With the transitions and rewards defined, we can now define the options. Here, we construct an option for each edge the robot can navigate on. The resulting options are very simple, but can be expanded through more complex transitions and rewards. An Option requires:

  1. A name, e.g. e01 for the edge between node 0 and 1.

  2. A list of transitions, i.e. a list of (pre-condition, probabilistic post-conditions) pairs.

  3. A list of rewards, i.e. a list of (pre-condition, reward) pairs.

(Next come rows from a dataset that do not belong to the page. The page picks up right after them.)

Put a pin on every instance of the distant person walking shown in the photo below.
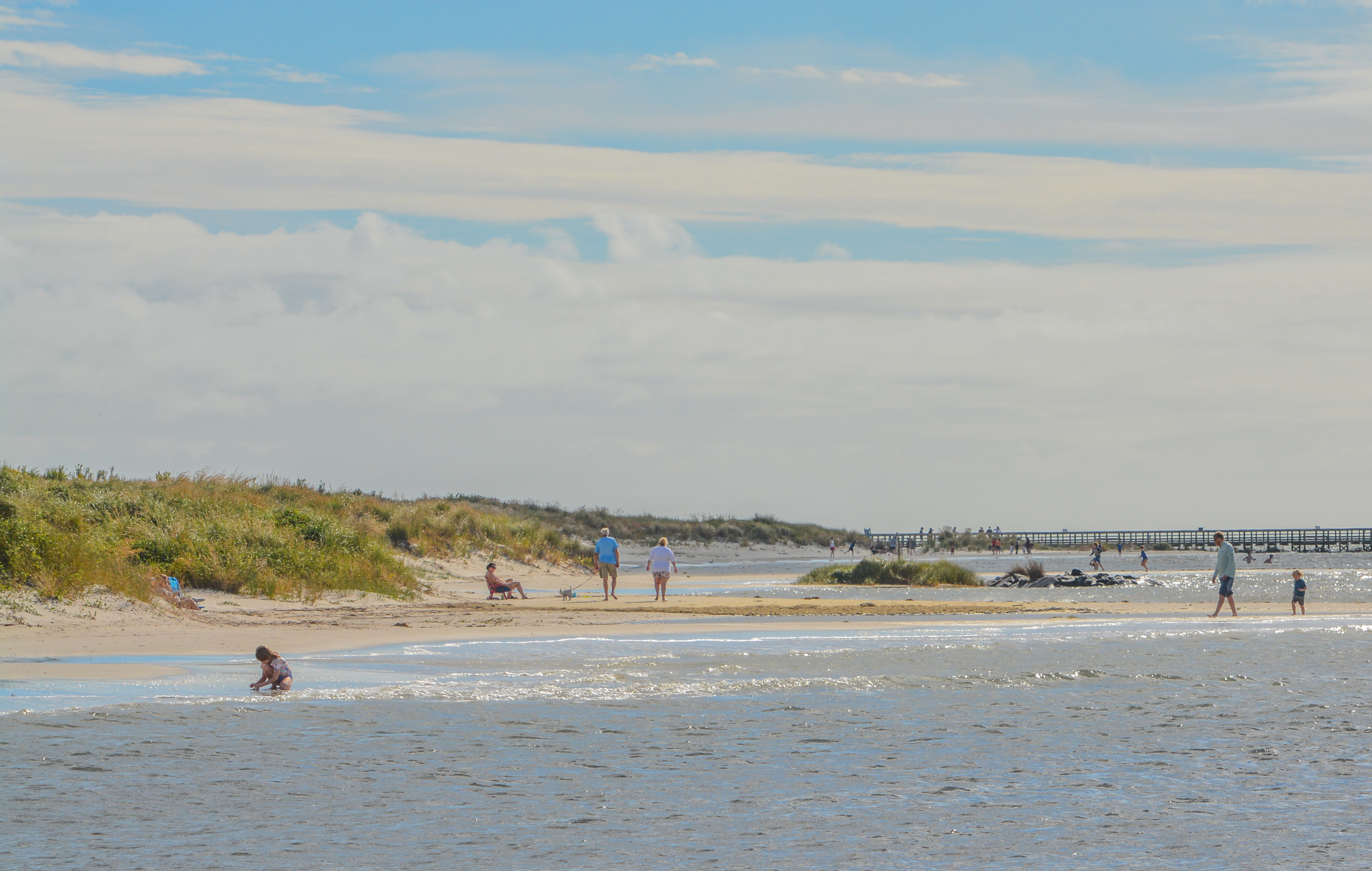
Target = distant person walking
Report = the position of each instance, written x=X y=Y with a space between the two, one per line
x=1298 y=595
x=659 y=561
x=607 y=563
x=1226 y=571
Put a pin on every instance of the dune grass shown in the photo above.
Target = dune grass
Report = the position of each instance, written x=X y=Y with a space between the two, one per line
x=586 y=523
x=900 y=572
x=62 y=534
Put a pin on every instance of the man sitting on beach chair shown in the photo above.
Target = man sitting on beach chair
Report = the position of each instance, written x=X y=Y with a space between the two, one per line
x=505 y=588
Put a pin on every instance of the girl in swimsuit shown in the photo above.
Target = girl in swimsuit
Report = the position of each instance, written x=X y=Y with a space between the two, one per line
x=275 y=670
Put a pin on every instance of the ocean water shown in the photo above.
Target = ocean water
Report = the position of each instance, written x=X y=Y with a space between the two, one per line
x=976 y=744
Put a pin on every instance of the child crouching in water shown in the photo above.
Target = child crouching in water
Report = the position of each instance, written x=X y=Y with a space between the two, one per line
x=275 y=670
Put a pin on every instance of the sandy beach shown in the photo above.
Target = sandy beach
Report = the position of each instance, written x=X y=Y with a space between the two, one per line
x=35 y=631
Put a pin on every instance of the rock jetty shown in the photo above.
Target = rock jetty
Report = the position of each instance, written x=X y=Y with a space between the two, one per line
x=1076 y=578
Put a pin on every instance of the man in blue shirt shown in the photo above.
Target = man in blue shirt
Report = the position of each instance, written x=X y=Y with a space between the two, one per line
x=607 y=563
x=1298 y=593
x=1226 y=569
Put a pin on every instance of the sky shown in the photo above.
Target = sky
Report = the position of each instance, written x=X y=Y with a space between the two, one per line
x=884 y=265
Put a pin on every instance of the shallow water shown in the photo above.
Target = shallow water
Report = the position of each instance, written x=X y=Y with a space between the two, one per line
x=1102 y=744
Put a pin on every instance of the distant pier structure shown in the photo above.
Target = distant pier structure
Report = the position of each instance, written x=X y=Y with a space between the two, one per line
x=1299 y=541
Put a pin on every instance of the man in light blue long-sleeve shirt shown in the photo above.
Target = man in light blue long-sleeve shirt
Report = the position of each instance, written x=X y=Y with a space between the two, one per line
x=1226 y=569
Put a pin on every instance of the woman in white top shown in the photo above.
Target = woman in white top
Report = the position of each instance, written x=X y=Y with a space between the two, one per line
x=659 y=561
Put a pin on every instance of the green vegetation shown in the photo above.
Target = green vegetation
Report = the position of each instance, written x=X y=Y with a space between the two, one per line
x=900 y=572
x=1032 y=569
x=65 y=533
x=586 y=523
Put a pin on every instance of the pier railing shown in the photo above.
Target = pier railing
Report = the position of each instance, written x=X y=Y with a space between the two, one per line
x=1301 y=541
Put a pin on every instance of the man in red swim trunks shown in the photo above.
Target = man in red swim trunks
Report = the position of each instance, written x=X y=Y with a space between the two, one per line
x=504 y=588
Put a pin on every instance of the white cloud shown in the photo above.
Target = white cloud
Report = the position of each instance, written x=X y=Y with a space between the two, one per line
x=652 y=62
x=885 y=77
x=374 y=357
x=244 y=154
x=797 y=72
x=832 y=251
x=287 y=74
x=559 y=243
x=644 y=236
x=65 y=56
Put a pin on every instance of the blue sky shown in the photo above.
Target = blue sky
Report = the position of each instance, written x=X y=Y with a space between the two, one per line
x=838 y=235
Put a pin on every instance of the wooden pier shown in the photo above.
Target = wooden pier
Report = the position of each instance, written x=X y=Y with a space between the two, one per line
x=1271 y=541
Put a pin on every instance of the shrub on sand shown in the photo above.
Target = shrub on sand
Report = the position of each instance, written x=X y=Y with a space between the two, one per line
x=1032 y=569
x=62 y=534
x=899 y=572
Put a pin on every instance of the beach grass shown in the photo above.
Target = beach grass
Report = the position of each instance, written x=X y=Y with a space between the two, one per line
x=586 y=523
x=898 y=572
x=62 y=534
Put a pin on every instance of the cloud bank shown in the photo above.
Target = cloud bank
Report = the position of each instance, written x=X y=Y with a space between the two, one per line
x=836 y=390
x=248 y=154
x=65 y=56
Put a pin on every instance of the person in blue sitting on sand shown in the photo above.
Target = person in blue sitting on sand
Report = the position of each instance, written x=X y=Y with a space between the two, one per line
x=1226 y=571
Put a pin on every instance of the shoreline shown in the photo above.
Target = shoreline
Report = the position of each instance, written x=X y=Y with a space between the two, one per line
x=455 y=610
x=36 y=652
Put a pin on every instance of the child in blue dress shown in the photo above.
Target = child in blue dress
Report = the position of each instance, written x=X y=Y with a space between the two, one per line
x=275 y=670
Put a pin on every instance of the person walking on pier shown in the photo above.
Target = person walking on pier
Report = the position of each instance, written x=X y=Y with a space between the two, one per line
x=1226 y=571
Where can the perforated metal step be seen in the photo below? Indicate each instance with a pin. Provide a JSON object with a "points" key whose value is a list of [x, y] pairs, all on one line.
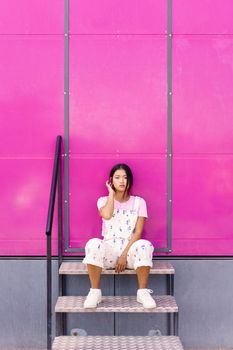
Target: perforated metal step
{"points": [[164, 303], [77, 268], [117, 343]]}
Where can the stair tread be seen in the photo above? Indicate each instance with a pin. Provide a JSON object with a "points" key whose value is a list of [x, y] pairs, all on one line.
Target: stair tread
{"points": [[78, 268], [165, 303], [117, 343]]}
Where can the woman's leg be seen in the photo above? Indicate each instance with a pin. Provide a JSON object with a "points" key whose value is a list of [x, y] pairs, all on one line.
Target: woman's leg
{"points": [[94, 260], [140, 258], [143, 276]]}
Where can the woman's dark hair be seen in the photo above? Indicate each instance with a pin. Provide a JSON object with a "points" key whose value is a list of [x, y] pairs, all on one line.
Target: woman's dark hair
{"points": [[128, 171]]}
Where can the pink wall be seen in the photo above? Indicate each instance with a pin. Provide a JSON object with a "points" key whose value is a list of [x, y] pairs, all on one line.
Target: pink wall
{"points": [[118, 113]]}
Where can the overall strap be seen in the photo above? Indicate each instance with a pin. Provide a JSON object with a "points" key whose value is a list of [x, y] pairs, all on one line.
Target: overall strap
{"points": [[137, 203]]}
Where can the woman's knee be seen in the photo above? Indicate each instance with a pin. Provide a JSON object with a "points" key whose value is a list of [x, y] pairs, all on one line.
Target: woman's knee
{"points": [[94, 243], [143, 244]]}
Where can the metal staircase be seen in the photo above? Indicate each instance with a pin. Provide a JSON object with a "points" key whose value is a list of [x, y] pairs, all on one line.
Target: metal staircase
{"points": [[165, 304]]}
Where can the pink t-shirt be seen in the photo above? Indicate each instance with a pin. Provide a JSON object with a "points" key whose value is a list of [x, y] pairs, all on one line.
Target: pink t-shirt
{"points": [[128, 205]]}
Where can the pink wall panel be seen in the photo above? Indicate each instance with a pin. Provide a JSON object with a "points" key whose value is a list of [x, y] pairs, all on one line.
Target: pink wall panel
{"points": [[25, 187], [118, 94], [115, 16], [31, 94], [202, 17], [87, 183], [202, 94], [202, 205], [32, 17]]}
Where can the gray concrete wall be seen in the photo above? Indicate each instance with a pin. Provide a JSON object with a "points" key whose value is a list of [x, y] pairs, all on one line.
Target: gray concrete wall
{"points": [[203, 290]]}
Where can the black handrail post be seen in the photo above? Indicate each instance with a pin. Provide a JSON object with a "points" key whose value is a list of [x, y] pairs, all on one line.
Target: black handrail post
{"points": [[56, 167]]}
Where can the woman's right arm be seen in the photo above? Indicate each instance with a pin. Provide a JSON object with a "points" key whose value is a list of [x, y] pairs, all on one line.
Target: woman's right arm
{"points": [[107, 211]]}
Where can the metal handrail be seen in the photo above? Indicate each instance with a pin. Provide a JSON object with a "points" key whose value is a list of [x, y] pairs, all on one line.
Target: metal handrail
{"points": [[56, 182]]}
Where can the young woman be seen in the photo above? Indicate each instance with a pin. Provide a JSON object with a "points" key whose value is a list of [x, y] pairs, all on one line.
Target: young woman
{"points": [[123, 217]]}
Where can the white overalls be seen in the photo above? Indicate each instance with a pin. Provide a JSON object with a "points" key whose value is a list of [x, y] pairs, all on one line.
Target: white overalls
{"points": [[117, 232]]}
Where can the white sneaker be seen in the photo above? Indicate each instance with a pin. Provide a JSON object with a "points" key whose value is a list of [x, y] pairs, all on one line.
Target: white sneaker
{"points": [[144, 297], [93, 298]]}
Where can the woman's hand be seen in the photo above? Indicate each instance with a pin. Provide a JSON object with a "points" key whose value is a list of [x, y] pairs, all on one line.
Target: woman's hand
{"points": [[109, 187], [121, 263]]}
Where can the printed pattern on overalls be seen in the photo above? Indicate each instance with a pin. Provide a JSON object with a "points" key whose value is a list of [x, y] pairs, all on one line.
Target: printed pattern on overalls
{"points": [[117, 233]]}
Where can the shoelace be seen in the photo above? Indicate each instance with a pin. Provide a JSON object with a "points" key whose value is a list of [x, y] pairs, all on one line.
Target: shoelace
{"points": [[148, 290]]}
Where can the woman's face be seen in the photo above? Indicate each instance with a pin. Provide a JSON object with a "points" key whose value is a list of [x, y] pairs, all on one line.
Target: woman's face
{"points": [[119, 180]]}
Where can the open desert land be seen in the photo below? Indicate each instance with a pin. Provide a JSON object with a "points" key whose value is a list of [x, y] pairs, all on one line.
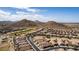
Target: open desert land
{"points": [[49, 36]]}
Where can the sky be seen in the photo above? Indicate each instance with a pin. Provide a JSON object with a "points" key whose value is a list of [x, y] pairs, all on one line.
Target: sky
{"points": [[44, 14]]}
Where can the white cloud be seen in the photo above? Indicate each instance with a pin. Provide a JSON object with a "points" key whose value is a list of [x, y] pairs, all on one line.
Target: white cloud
{"points": [[7, 16], [29, 9]]}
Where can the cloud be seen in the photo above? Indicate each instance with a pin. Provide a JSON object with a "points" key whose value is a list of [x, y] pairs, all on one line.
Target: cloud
{"points": [[7, 16], [29, 9]]}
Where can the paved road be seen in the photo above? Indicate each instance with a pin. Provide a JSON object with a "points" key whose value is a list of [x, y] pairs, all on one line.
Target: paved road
{"points": [[29, 39]]}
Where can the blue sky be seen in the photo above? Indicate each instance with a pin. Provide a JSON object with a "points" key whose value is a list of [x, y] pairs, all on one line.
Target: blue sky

We can implement this as follows:

# Step 5: Create an option for each edge
# The options correspond to single robot actions but in practice
# they can capture more complex behaviour
options = []
for src in graph:
    for dst in graph[src]:
        options.append(
            Option(
                "e{}{}".format(src, dst), [trans_probs(src, dst)], [reward(src, dst)]
            )
        )

The final step before synthesising our BT is to define our goal condition for planning. Here, we want the robot to reach node 5. We can encode this using labels, which are named conditions. We can create a Label object which has the name goal and which holds when the robot reaches node 5:

# Step 6: Create our goal label
# The goal label captures reaching node 5
goal = Label("goal", EqCondition(node_sf, 5))

With this, we can now synthesise a BT using synthesise_bt_from_options, which takes:

  1. A list of state factors (only one is required here)

  2. A list of options

  3. A list of labels

  4. An optional initial state. In most problems, this can be set to None

  5. A planning objective specified in the PRISM modelling language. Here we minimise the total reward for the robot to reach the goal state, according to our goal label.

  6. A default action. Our planner may not synthesise an action for some states, e.g. the goal state. A default action can be provided for these states.

  7. An output file for the BT. The BT is outputted in the XML format used by BehaviorTree.cpp.

# Step 7: Bring everything together and synthesise the refined bt
synthesise_bt_from_options(
    [node_sf],
    options,
    [goal],
    initial_state=None,
    prism_prop='Rmin=?[F "goal"]',
    default_action="idle",
    out_file="/tmp/bt.xml",
)

This concludes the tutorial. The BT output by synthesise_bt_from_options cannot be directly executed BehaviorTree.cpp currently, but should give enough information as to how this could be achieved. Executable BT XML files will be addressed in the next release.